During their stay, children ages 0 to 6 are fed, bathed, provided with basic needs such as diapers and clothing and are engaged in developmental learning activities.

As of July 2017, Crisis Nursery has served about 860 children.

Although CASA and Crisis Nursery are active in the community in trying to prevent child abuse and neglect, it’s up to community members to spread awareness and report child abuse and neglect.

“It’s important that we are all advocating for children,” McCann said. “Many times they are not the ones with the voice, and if we can provide a safe place for them and become a voice for them, we can help families find that answer that helps them provide safe parenting.”

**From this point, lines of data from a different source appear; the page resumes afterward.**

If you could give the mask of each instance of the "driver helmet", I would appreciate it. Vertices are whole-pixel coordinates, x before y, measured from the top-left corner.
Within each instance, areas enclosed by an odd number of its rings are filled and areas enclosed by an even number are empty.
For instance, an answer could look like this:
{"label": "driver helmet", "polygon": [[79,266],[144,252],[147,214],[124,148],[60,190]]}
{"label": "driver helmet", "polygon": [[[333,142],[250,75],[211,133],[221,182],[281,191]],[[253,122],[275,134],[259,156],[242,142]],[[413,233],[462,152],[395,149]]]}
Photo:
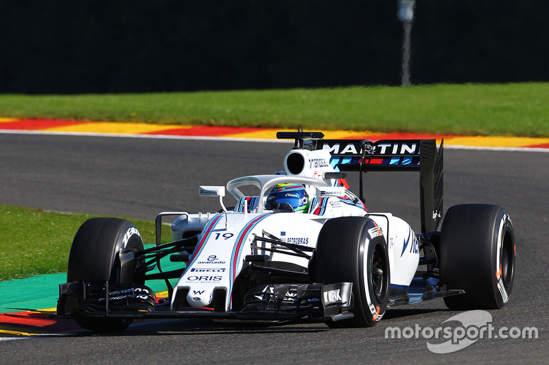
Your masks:
{"label": "driver helmet", "polygon": [[307,213],[309,211],[309,194],[303,185],[279,184],[273,186],[267,196],[266,208]]}

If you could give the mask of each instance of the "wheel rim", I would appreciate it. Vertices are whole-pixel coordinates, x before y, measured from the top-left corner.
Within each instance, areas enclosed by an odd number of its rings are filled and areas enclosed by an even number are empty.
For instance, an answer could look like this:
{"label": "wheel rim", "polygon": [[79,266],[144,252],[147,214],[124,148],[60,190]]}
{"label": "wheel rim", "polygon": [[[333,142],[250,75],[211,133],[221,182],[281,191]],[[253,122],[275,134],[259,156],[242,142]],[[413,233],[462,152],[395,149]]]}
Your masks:
{"label": "wheel rim", "polygon": [[380,298],[386,292],[386,277],[388,267],[385,258],[383,247],[376,244],[372,253],[372,261],[370,264],[370,277],[371,278],[372,289],[378,301],[382,301]]}
{"label": "wheel rim", "polygon": [[500,251],[500,264],[501,265],[501,277],[506,288],[509,288],[513,280],[513,263],[515,252],[512,240],[509,234],[503,238],[501,251]]}

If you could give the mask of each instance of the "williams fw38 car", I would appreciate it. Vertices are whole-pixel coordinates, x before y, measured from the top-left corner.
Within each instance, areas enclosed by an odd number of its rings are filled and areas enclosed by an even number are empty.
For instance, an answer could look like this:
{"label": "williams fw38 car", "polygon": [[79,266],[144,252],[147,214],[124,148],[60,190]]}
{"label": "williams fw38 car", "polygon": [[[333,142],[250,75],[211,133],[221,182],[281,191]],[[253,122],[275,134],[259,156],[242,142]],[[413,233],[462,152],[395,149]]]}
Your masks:
{"label": "williams fw38 car", "polygon": [[[219,212],[160,213],[156,246],[144,248],[127,221],[86,221],[72,244],[57,316],[97,331],[166,318],[370,327],[388,309],[434,298],[452,310],[508,301],[515,275],[509,215],[465,204],[443,220],[442,143],[327,140],[301,130],[277,136],[295,140],[283,171],[200,186],[200,196],[219,198]],[[364,173],[397,171],[419,173],[421,233],[364,206]],[[359,175],[358,196],[345,180],[351,172]],[[233,207],[225,206],[226,192]],[[169,216],[172,242],[162,243]],[[163,258],[180,265],[164,270]],[[167,297],[147,286],[158,279]]]}

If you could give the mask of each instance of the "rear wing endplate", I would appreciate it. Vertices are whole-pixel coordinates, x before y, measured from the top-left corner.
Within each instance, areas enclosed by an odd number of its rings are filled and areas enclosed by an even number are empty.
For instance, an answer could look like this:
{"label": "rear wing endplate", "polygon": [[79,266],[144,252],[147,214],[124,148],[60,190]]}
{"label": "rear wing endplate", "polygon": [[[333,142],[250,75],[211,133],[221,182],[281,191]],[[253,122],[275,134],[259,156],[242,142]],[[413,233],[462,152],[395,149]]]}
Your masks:
{"label": "rear wing endplate", "polygon": [[[443,140],[316,140],[315,149],[326,149],[336,171],[419,171],[421,232],[440,231],[443,214]],[[360,189],[362,198],[362,173]]]}

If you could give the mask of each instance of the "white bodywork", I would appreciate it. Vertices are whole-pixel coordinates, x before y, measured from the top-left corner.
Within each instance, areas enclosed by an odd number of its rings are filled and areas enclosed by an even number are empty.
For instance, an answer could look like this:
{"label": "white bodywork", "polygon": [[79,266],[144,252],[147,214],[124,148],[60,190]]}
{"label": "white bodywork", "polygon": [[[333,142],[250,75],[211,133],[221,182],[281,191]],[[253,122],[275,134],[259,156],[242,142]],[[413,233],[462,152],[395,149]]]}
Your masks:
{"label": "white bodywork", "polygon": [[[303,158],[303,168],[299,173],[292,173],[288,158],[296,153]],[[390,214],[369,213],[356,201],[353,203],[344,199],[345,190],[338,186],[338,181],[324,179],[326,173],[336,172],[329,164],[329,158],[327,151],[292,150],[284,159],[287,175],[248,176],[229,181],[226,190],[237,201],[233,210],[226,211],[223,205],[223,187],[201,187],[201,195],[220,197],[224,212],[185,214],[172,223],[174,240],[180,239],[187,231],[200,234],[187,268],[175,286],[172,310],[177,310],[174,303],[178,292],[186,292],[188,303],[201,307],[211,304],[216,290],[222,290],[226,294],[225,310],[231,310],[233,286],[238,274],[249,264],[244,260],[248,255],[267,255],[269,261],[291,262],[306,270],[308,260],[253,249],[254,238],[268,234],[288,243],[314,248],[324,223],[340,216],[368,216],[376,223],[388,244],[391,286],[408,288],[419,260],[413,230],[404,221]],[[273,212],[265,208],[265,197],[271,188],[281,183],[304,185],[311,200],[308,213]],[[253,199],[241,191],[242,187],[250,185],[259,189],[259,194]],[[254,244],[266,248],[271,246],[265,242]]]}

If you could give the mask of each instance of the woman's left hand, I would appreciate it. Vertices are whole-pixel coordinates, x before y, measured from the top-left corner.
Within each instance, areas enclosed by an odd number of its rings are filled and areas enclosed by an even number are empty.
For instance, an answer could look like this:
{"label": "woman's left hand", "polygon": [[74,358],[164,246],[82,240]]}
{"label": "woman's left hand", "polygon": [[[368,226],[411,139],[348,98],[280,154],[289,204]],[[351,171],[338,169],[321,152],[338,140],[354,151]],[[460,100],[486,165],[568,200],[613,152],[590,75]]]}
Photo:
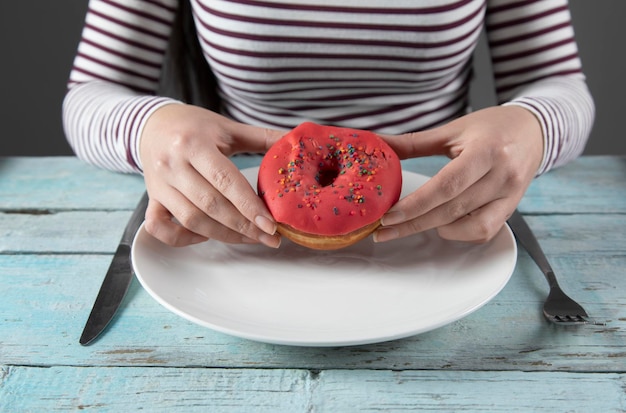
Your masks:
{"label": "woman's left hand", "polygon": [[377,242],[431,228],[449,240],[489,241],[517,207],[543,158],[540,124],[519,106],[491,107],[385,139],[400,158],[446,155],[451,161],[383,216]]}

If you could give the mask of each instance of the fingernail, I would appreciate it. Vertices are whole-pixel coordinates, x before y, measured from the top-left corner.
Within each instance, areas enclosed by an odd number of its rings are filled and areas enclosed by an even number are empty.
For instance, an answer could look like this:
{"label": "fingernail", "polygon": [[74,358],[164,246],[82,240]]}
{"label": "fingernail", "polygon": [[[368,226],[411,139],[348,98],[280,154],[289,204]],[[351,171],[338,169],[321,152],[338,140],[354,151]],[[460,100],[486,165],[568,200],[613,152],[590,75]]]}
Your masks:
{"label": "fingernail", "polygon": [[263,215],[254,218],[254,223],[266,234],[274,235],[276,233],[276,223]]}
{"label": "fingernail", "polygon": [[275,235],[261,234],[259,235],[259,241],[270,248],[280,247],[281,238]]}
{"label": "fingernail", "polygon": [[386,242],[396,239],[400,236],[400,232],[392,227],[379,228],[374,232],[374,242]]}
{"label": "fingernail", "polygon": [[383,215],[382,219],[380,220],[381,224],[385,226],[399,224],[404,221],[404,212],[402,211],[389,211],[385,215]]}

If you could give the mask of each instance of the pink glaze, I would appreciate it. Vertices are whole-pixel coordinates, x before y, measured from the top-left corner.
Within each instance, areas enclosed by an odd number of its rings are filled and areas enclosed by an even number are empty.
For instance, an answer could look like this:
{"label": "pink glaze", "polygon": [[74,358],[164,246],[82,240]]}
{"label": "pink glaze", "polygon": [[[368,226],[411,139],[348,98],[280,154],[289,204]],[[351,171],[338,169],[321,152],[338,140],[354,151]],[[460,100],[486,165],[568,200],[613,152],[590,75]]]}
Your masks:
{"label": "pink glaze", "polygon": [[267,152],[258,191],[277,222],[343,235],[379,220],[400,198],[400,159],[378,135],[303,123]]}

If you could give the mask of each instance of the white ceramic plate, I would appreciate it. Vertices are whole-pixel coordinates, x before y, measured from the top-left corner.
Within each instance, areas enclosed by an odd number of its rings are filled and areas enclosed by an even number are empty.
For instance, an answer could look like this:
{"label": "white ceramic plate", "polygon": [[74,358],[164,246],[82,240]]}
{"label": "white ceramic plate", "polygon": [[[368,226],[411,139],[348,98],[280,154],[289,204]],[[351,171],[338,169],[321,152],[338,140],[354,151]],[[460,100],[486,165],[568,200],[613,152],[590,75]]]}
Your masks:
{"label": "white ceramic plate", "polygon": [[[243,171],[254,187],[257,171]],[[403,179],[403,195],[428,180]],[[226,334],[301,346],[381,342],[456,321],[500,292],[516,258],[508,227],[483,245],[430,231],[338,251],[287,240],[278,250],[214,241],[171,248],[142,227],[132,248],[137,278],[167,309]]]}

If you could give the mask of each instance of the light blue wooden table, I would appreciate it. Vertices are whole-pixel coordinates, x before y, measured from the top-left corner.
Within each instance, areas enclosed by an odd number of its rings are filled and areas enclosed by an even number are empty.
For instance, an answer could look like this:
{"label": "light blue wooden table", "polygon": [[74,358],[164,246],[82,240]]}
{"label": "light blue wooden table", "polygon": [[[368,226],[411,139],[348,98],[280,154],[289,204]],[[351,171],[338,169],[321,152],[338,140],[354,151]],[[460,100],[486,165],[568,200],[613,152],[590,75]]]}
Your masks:
{"label": "light blue wooden table", "polygon": [[625,157],[583,157],[520,205],[563,288],[605,326],[548,324],[547,284],[519,251],[508,285],[468,317],[344,348],[217,333],[136,281],[106,334],[80,346],[143,189],[71,157],[0,158],[0,412],[626,411]]}

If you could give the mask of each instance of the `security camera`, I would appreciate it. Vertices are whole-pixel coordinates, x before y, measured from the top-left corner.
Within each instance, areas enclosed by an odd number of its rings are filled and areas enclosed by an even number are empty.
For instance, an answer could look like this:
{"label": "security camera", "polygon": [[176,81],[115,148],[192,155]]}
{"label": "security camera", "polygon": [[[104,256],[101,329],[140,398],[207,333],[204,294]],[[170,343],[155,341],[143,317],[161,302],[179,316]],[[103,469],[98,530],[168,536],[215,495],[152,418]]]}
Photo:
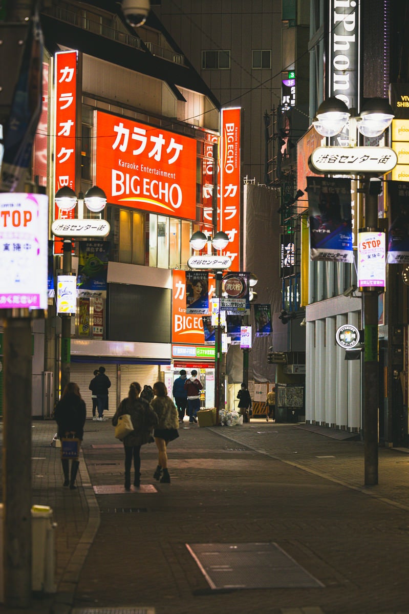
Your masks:
{"label": "security camera", "polygon": [[138,28],[144,25],[150,9],[149,0],[122,0],[121,6],[130,26]]}

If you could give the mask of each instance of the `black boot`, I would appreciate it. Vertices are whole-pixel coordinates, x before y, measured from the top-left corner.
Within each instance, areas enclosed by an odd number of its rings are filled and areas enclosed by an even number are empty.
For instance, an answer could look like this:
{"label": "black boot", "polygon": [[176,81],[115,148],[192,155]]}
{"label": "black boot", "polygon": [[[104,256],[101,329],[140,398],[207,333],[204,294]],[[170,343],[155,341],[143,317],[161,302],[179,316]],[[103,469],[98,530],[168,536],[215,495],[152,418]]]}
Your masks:
{"label": "black boot", "polygon": [[63,486],[69,486],[69,466],[68,459],[61,459],[61,464],[63,465],[63,473],[64,473]]}
{"label": "black boot", "polygon": [[167,469],[163,469],[163,474],[160,478],[162,484],[170,484],[170,475]]}
{"label": "black boot", "polygon": [[69,488],[71,491],[74,490],[77,487],[75,485],[76,478],[77,477],[77,473],[78,473],[78,467],[79,467],[79,460],[72,460],[71,461],[71,479],[69,480]]}

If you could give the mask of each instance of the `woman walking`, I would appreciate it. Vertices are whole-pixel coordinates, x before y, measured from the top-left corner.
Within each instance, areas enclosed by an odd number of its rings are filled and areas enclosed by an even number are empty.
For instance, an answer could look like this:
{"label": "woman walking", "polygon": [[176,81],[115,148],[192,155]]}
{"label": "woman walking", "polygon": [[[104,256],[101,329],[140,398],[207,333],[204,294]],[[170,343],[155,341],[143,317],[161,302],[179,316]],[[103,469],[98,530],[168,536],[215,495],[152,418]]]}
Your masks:
{"label": "woman walking", "polygon": [[129,414],[131,416],[134,430],[123,440],[125,450],[125,489],[131,489],[131,467],[133,458],[133,468],[135,475],[133,485],[136,488],[140,486],[141,480],[141,446],[144,443],[153,441],[152,431],[157,423],[156,414],[149,404],[139,398],[141,394],[141,384],[138,382],[133,382],[129,387],[127,398],[121,401],[118,409],[112,416],[112,424],[116,426],[118,418],[123,414]]}
{"label": "woman walking", "polygon": [[163,484],[169,484],[166,448],[169,441],[179,437],[179,415],[173,401],[168,396],[166,387],[163,382],[157,382],[154,384],[154,393],[155,397],[150,402],[150,405],[158,416],[158,426],[154,431],[155,443],[158,448],[158,466],[154,478],[155,480],[160,479]]}
{"label": "woman walking", "polygon": [[[61,397],[55,407],[54,414],[58,425],[57,437],[59,439],[64,437],[66,433],[73,433],[74,437],[82,441],[84,426],[85,424],[87,411],[85,403],[81,398],[78,384],[75,382],[69,382],[66,386]],[[69,474],[69,460],[61,459],[64,473],[63,486],[69,486],[71,490],[75,486],[76,478],[79,466],[79,460],[71,460],[71,472]]]}

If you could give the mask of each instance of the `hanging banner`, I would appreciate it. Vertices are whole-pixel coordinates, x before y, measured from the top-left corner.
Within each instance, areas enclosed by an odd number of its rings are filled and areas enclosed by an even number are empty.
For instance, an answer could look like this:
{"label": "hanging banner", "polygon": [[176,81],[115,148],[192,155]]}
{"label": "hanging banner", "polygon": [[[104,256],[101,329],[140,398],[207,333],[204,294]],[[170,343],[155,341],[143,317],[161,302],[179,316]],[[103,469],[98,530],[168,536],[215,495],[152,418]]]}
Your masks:
{"label": "hanging banner", "polygon": [[256,337],[267,337],[271,335],[273,333],[271,306],[255,305],[254,306]]}
{"label": "hanging banner", "polygon": [[77,278],[80,296],[106,296],[109,249],[109,241],[80,241]]}
{"label": "hanging banner", "polygon": [[389,228],[388,264],[409,263],[409,182],[388,181]]}
{"label": "hanging banner", "polygon": [[186,313],[209,314],[209,274],[186,271]]}
{"label": "hanging banner", "polygon": [[77,311],[77,278],[75,275],[57,277],[57,313],[75,314]]}
{"label": "hanging banner", "polygon": [[92,336],[94,339],[104,338],[104,299],[102,297],[94,296],[92,303],[94,306]]}
{"label": "hanging banner", "polygon": [[196,219],[196,141],[95,111],[95,185],[109,203]]}
{"label": "hanging banner", "polygon": [[376,231],[359,233],[359,287],[384,288],[385,275],[384,233]]}
{"label": "hanging banner", "polygon": [[[65,186],[76,191],[77,64],[77,51],[62,51],[55,54],[54,163],[56,192]],[[55,203],[55,219],[72,219],[74,217],[75,208],[62,211]],[[63,253],[61,239],[55,240],[54,253]]]}
{"label": "hanging banner", "polygon": [[0,193],[0,309],[46,309],[49,199]]}
{"label": "hanging banner", "polygon": [[78,300],[79,324],[78,334],[80,337],[90,336],[90,299],[80,297]]}
{"label": "hanging banner", "polygon": [[306,179],[311,259],[353,262],[351,179]]}

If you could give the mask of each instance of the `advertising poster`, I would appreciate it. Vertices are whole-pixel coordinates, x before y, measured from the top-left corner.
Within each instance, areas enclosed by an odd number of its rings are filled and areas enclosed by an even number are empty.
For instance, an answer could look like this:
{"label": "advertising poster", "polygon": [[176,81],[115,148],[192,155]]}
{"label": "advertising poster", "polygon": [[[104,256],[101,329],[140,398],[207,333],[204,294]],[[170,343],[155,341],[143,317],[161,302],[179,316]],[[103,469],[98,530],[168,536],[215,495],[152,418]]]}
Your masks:
{"label": "advertising poster", "polygon": [[388,181],[389,228],[388,264],[409,263],[409,183]]}
{"label": "advertising poster", "polygon": [[79,324],[78,333],[80,337],[90,336],[90,299],[80,297],[78,300]]}
{"label": "advertising poster", "polygon": [[358,234],[358,286],[360,288],[385,287],[385,235],[383,232]]}
{"label": "advertising poster", "polygon": [[77,278],[75,275],[57,278],[57,313],[75,314],[77,311]]}
{"label": "advertising poster", "polygon": [[351,179],[307,177],[312,260],[353,262]]}
{"label": "advertising poster", "polygon": [[47,308],[48,201],[0,194],[0,309]]}
{"label": "advertising poster", "polygon": [[186,313],[209,314],[209,274],[186,271]]}
{"label": "advertising poster", "polygon": [[271,305],[255,305],[254,319],[256,337],[267,337],[273,333]]}
{"label": "advertising poster", "polygon": [[106,241],[79,242],[77,287],[80,296],[106,295],[110,244]]}
{"label": "advertising poster", "polygon": [[196,219],[196,141],[96,111],[96,177],[111,204]]}
{"label": "advertising poster", "polygon": [[94,297],[93,299],[94,306],[93,324],[92,327],[92,336],[94,339],[104,338],[104,300],[102,297]]}

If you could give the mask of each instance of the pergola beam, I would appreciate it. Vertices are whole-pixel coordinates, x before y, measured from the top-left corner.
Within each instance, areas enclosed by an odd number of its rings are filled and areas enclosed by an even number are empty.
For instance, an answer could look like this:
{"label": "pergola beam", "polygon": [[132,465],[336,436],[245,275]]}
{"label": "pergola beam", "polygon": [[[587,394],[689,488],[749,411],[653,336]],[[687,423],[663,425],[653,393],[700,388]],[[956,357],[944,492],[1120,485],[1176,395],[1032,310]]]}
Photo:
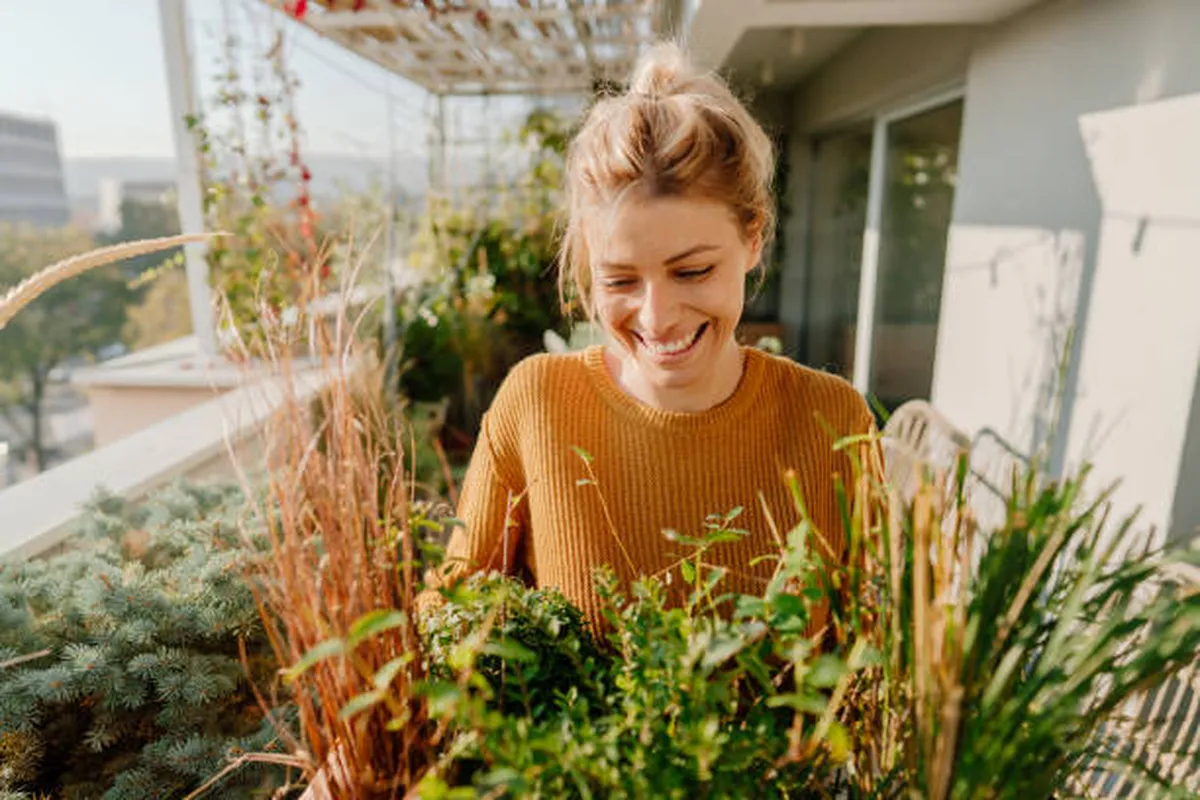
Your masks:
{"label": "pergola beam", "polygon": [[[263,0],[278,8],[280,0]],[[625,71],[654,35],[653,0],[562,0],[431,13],[373,0],[361,11],[317,0],[300,24],[439,95],[588,91]]]}
{"label": "pergola beam", "polygon": [[[575,8],[542,7],[542,8],[496,8],[484,7],[491,24],[505,23],[547,23],[557,22],[564,17],[577,14],[582,19],[618,19],[622,17],[638,17],[649,12],[649,2],[630,2],[619,6],[584,6]],[[474,19],[476,10],[448,10],[438,12],[437,18],[431,17],[427,11],[418,8],[364,8],[362,11],[326,11],[312,14],[310,25],[318,30],[361,30],[361,29],[396,29],[404,24],[439,24],[440,20],[450,19]]]}

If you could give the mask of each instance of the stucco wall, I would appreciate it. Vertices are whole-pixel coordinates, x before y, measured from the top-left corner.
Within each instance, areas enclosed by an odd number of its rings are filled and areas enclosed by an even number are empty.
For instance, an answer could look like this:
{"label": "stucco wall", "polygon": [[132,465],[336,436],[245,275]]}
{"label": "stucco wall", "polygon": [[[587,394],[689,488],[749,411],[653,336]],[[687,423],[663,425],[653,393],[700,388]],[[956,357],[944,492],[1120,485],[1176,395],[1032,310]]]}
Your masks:
{"label": "stucco wall", "polygon": [[804,326],[808,289],[809,174],[814,136],[960,84],[978,28],[887,28],[864,32],[798,86],[788,98],[791,213],[780,229],[787,264],[780,284],[780,321],[792,353]]}
{"label": "stucco wall", "polygon": [[932,392],[1022,446],[1058,426],[1056,463],[1176,535],[1200,524],[1200,110],[1156,101],[1200,92],[1198,31],[1194,0],[1054,0],[978,43]]}

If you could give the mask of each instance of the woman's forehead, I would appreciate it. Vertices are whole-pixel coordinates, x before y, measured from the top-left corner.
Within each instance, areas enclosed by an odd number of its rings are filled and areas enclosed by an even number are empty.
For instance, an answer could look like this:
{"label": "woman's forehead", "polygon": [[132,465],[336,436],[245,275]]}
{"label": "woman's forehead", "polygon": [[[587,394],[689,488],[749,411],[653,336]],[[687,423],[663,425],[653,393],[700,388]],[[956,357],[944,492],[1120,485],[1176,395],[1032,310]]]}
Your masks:
{"label": "woman's forehead", "polygon": [[594,263],[666,263],[691,249],[712,251],[738,239],[722,203],[694,197],[629,198],[588,216]]}

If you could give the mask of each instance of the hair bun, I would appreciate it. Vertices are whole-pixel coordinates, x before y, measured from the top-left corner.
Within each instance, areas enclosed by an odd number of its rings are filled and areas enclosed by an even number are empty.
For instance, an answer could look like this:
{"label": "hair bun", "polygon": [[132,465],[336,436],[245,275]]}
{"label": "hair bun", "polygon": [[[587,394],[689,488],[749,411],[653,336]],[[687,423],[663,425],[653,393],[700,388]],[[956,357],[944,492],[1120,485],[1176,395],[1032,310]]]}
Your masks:
{"label": "hair bun", "polygon": [[682,91],[695,76],[696,71],[678,44],[660,42],[638,59],[629,91],[666,97]]}

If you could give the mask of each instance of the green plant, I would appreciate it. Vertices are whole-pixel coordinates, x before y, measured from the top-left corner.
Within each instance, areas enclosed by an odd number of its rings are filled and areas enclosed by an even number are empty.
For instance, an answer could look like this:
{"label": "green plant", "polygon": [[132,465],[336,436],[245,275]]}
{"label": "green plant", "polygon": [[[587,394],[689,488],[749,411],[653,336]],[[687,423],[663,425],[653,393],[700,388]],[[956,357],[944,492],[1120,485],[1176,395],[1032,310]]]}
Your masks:
{"label": "green plant", "polygon": [[[961,467],[948,499],[926,485],[881,546],[893,657],[877,687],[910,726],[898,776],[932,800],[1074,795],[1090,770],[1124,766],[1104,726],[1200,650],[1200,595],[1165,579],[1200,554],[1130,547],[1135,518],[1110,525],[1086,469],[1014,476],[991,531],[962,505],[966,480]],[[1139,792],[1170,792],[1153,763],[1135,772]]]}
{"label": "green plant", "polygon": [[228,34],[212,108],[187,119],[204,164],[206,227],[229,234],[212,241],[205,258],[242,337],[262,337],[263,325],[284,309],[302,308],[336,285],[300,150],[299,80],[287,64],[283,30],[270,40],[262,54],[266,70],[254,61],[247,79],[241,41]]}
{"label": "green plant", "polygon": [[[275,662],[244,510],[223,487],[102,499],[66,553],[0,566],[0,789],[180,798],[244,753],[282,753],[288,712],[266,720],[248,682]],[[248,764],[221,786],[251,796],[264,778],[282,783]]]}
{"label": "green plant", "polygon": [[600,696],[600,649],[582,612],[551,589],[476,573],[424,616],[420,628],[430,678],[452,681],[470,662],[504,714],[541,720],[565,686]]}
{"label": "green plant", "polygon": [[527,164],[512,185],[428,198],[408,255],[422,282],[398,308],[401,393],[449,396],[462,450],[508,369],[568,326],[553,279],[565,128],[534,112],[517,139]]}

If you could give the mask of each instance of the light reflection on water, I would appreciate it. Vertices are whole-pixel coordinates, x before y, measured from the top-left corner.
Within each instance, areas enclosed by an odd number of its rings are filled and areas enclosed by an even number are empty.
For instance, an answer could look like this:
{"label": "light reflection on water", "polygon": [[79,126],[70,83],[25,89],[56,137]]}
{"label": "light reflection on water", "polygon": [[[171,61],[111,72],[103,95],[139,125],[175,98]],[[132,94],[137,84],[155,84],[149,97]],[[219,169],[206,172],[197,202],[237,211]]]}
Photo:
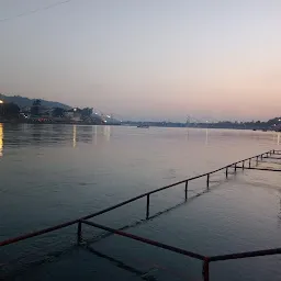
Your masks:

Sally Warnick, a local community member, calls for the advocacy of child abuse after she experienced the issue firsthand.

“My oldest son was sexually abused by my boyfriend at the time and it was the worst thing I have ever gone through,” Warnick said. “Children are so helpless and it’s difficult for families to afford decent childcare and get the help they need.”

McCann urges families to call the Crisis Nursery hotline at 1-217-337-2730. Both organizations urge those who suspect child abuse or neglect to report it immediately to the DCFS hotline at 1-800-252-2873.

“I think a lot of people feel uncomfortable because they don’t want to get into someone’s personal life,” Stapf said. “If we make it totally uncomfortable and people don’t want to talk about it, then kids aren’t going to say ‘Someone is hurting me.’ It’s important for the adults in their lives to speak up.”